Aikya Investment Management, which returned 21% for the fourth quarter, highlighted the confidence in the growth prospects of Alibaba in an investor’s letter. Here is what Aikya Investment Management stated:
“Our long-term predictions suggest Alibaba can generate $60 billion of free cashflow in 2030. Working in the assumption that Alibaba will be a much more mature business in 2030, we would expect our investment to at least generate a 5% free cash flow yield. This implies Alibaba should be worth $1.2 trillion in 2030, and if we then factor in appropriate adjustments to the share count for share-based compensation then we would expect to earn a 3% return in dollars from today’s share price.”
1. PG&E Corporation (NYSE: PCG)
David Tepper’s hedge fund has been holding a position in PG&E Corporation (NYSE: PCG) since 2017 and it was the largest stock holding of Tepper’s portfolio at the end of the September quarter. The hedge fund has raised its stake by 803% in the September quarter to 13.41% of the overall portfolio. Shares of PG&E Corporation underperformed in 2020.
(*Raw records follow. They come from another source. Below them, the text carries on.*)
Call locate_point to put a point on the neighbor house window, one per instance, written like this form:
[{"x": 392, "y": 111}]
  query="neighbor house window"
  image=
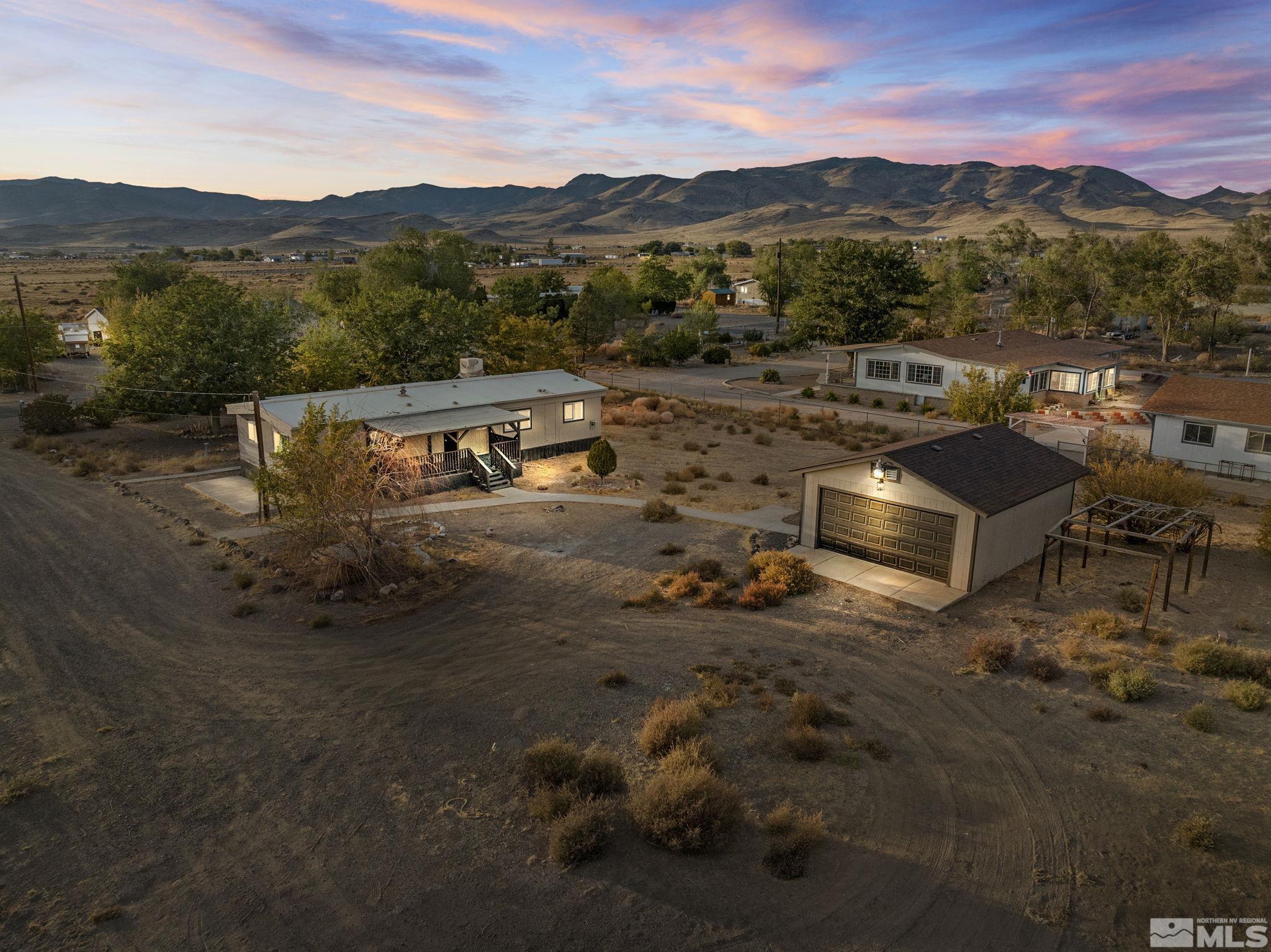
[
  {"x": 883, "y": 369},
  {"x": 1068, "y": 383},
  {"x": 1198, "y": 434},
  {"x": 924, "y": 374},
  {"x": 1257, "y": 441}
]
Baupost Group has highlighted few stocks including PG&E Corporation in an investor’s letter. Here is what Baupost Group stated:
“Fortunately, our investment in the subrogation claims and equity of Pacific Gas and Electric, the firm’s largest position, was not impacted by the COVID-19 fallout. As we expected, PG&E’s bankruptcy plan was confirmed by the judge overseeing the case, and the company emerged from bankruptcy on July 1st. Importantly, upon emergence, cash was placed in a trust for the benefit of the subrogation creditors. A substantial initial distribution from this trust, estimated to be roughly 80% of anticipated recoveries, is expected to be paid later this month.”